In light of this ruling, we call on the State Department to do the right thing and issue accurate passports that reflect who Dana and all non-binary citizens truly are. Why should Dana – or any non-binary person – be forced to lie about their gender on a passport application when there are other proven solutions already implemented by countries elsewhere?

Today’s decision is great news, but I realize it is the first step in a long battle.
—  Lambda Legal client Dana Zzyym

Dana — who uses the gender-neutral pronouns “they,” “them” and “their” — was born with ambiguous sex characteristics. Shortly after Dana’s birth, their parents and doctor decided to raise them as a boy. As a result, Dana underwent several irreversible, painful and medically unnecessary surgeries that didn’t work, traumatized Dana and left them with severe scarring.

Dana applied for a passport in 2014, when they were invited to attend the International Intersex Forum in Mexico City. Even though Dana’s birth certificate lists their sex as “unknown,” and the fact that Dana’s doctors with the U.S. Department of Veterans Affairs confirm their gender as intersex, Dana’s application for a passport was denied.

Dana says:

Today’s decision is great news, but I realize it is the first step in a long battle.

Every day, I am forced to suffer the consequences of decisions made for me as a child.
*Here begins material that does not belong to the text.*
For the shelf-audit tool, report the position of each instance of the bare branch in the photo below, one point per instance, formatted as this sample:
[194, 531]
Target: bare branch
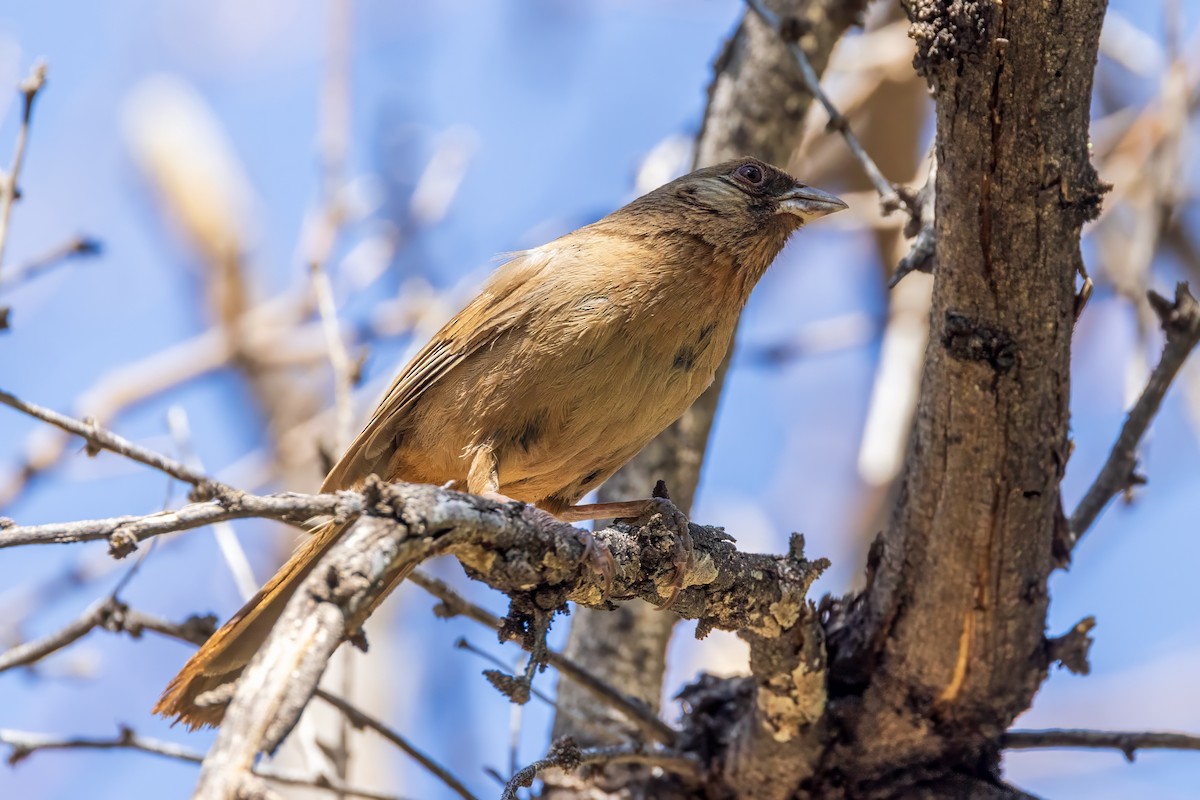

I shouldn’t have to suffer at the hands of my government — a government I proudly and willingly served — as well.

It’s a painful hypocrisy that, simply because I refused to lie about my gender on a government document, that the government would ignore who I am. I hope the State Department will do the right thing now.

Several countries currently issue passports with gender markers other than “F” or “M,” including Australia, India, Malta, Nepal and New Zealand. Most countries that offer a third gender marker on their passport use the non-specific “X” because it is recognized by the International Civil Aviation Organization (ICAO), a United Nations agency that sets forth international travel document standards.